The second verification email arrived in the primary inbox. The p=none policy tells email providers to monitor but not enforce — good enough for a personal blog with zero subscribers. I'll switch to p=quarantine or p=reject once I have more data and the domain has a sending history.

What I learned: Email configuration isn't just API keys and DNS verification. DMARC is a real requirement for Gmail deliverability, not an optional best practice. The "Needs attention" warning is clear, but only if you're looking in the right place.

Running It

If you want to replicate this for your own project:

# 1. Install dependencies
pnpm add resend

# 2. Create D1 tables
npx wrangler d1 create your-db-name
npx wrangler d1 execute your-db-name --remote --file=server/database/migrations/001_create_subscribers.sql

# 3. Local dev: set your Resend API key
echo "RESEND_API_KEY=re_xxx" > .dev.vars

# 4. Deploy
git push

Environment variables needed:

  • RESEND_API_KEY (from Resend dashboard)

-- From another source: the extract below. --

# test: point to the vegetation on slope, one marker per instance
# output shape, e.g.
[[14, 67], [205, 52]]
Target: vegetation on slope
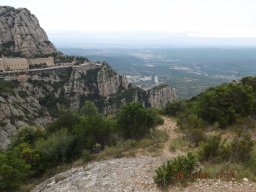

DNS records needed (in addition to your domain's existing DNS):

  • SPF / DKIM records (set up during Resend domain verification)
  • DMARC record: v=DMARC1; p=none (at _dmarc.yourdomain.com)

Lessons Learned

  1. Build infrastructure before you need it. I have zero subscribers. The system cost me a few evenings and no money. When someone does want to subscribe, it's ready. Waiting until after the first 50 readers would have meant rushing or using a platform I didn't want.
  2. DMARC is not optional for Gmail deliverability. The "Needs attention" warning is real. Add _dmarc TXT records as soon as you configure any transactional email. p=none is fine for starting — it won't break anything and gives you visibility.
  3. Manual "not spam" training works. Moving the first email to the inbox and marking it as "not spam" helps train Gmail's filter. With a DMARC record in place, subsequent emails should land correctly without manual intervention.
  4. Stick to the stack you know. I could have used @react-email/components or the Resend SDK. But the fetch API + pure HTML function approach just worked, with zero compatibility issues. For a personal blog, that's the right tradeoff.

What's Next

The system is live, but I'm planning a few iterations:

  • Verification confirmation page — a pixel-themed landing page after verification, instead of a silent redirect to the homepage
  • Newsletter archive — past emails available as posts, so readers can see what they missed
  • Subscriber-only content — occasional deep-dives gated behind email (feeds the subscriber loop)
  • Email preview workflow — a local dev server for email templates, so I don't need to send real emails for testing

But for now, the MVP is shipped. Three API routes, one sidebar component, one email template, two D1 tables. Zero monthly cost. One DMARC record that I'll remember next time.


Code available at github.com/kbmjj123/kbmjj123.cc.